Machine Learning FAQ
What is self-attention, and why is it the core mechanism behind modern LLMs?
Self-attention is the mechanism that lets each token in a sequence look at other tokens in the same sequence and decide which ones matter most for building its representation.
Instead of processing text with a fixed local rule, self-attention computes a new representation for each token as a weighted combination of other token representations. The weights are not fixed in advance. They are computed dynamically from the current sequence, which is why the mechanism is so flexible.
At a high level, self-attention works like this:
- Each token is turned into a query, a key, and a value vector.
- The query of the current token is compared with the keys of other tokens.
- These similarity scores are normalized into attention weights.
- The output for the token is the weighted sum of the value vectors.

The result is a context vector: a representation of the current token that already incorporates relevant information from other positions in the sequence.

This is the core mechanism behind modern LLMs because it solves several problems that older language-modeling approaches struggled with.
First, it is content-dependent. A token can attend strongly to different earlier words depending on the sentence. For example, in one context a word may need to attend to the subject of a sentence; in another, it may need to attend to a nearby modifier or a much earlier definition.
Second, it handles long-range dependencies much better than classic n-gram models and often more directly than recurrent models. A token does not have to pass information step by step through many recurrent updates. It can directly assign weight to relevant earlier tokens.

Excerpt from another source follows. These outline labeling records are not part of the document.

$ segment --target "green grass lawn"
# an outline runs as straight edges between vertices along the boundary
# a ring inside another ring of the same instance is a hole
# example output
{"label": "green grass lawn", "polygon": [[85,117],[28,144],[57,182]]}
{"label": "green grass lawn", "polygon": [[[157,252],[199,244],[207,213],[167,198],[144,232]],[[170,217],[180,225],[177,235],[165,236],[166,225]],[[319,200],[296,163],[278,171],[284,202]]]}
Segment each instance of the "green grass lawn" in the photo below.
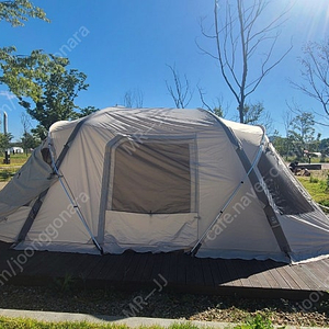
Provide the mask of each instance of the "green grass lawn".
{"label": "green grass lawn", "polygon": [[[207,322],[208,327],[212,326],[212,322]],[[33,319],[19,319],[19,318],[7,318],[0,317],[0,328],[2,329],[127,329],[125,325],[115,325],[115,324],[91,324],[91,322],[44,322]],[[191,322],[184,324],[173,324],[168,327],[168,329],[200,329]],[[250,320],[246,321],[242,325],[230,327],[231,329],[272,329],[274,326],[266,318],[263,318],[260,315],[257,315]],[[164,329],[160,326],[141,326],[138,329]]]}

Third, self-attention is highly parallelizable during training. All token positions in a sequence can compute their attention interactions in matrix form, which is a major reason transformer models scale so effectively.
Fourth, it creates a strong general-purpose inductive bias for language. Language understanding often depends on relationships such as reference, agreement, topic continuation, explanation, and retrieval of earlier facts. Self-attention is well suited to modeling these relationships because it explicitly computes token-to-token interactions.

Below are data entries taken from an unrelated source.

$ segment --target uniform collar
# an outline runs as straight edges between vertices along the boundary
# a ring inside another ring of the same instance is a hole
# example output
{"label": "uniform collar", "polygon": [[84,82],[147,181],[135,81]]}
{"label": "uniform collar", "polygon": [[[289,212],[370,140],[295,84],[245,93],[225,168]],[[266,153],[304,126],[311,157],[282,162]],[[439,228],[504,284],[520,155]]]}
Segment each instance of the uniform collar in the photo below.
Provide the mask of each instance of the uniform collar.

Of course, self-attention by itself is not the entire model. Modern LLMs combine it with embeddings, positional information, feed-forward layers, normalization, and residual connections. But self-attention is the part that gives transformers their distinctive ability to build rich context-sensitive representations.
That is why it sits at the center of GPT, Llama, Qwen, Gemma, and most other modern LLM families. Once a model can repeatedly update each token using information from the rest of the sequence, stacked transformer layers can build increasingly abstract representations and better next-token predictions.
In short, self-attention is the mechanism that lets each token selectively gather information from other tokens in the same sequence, and it is the core of modern LLMs because it is flexible, expressive, and easy to scale.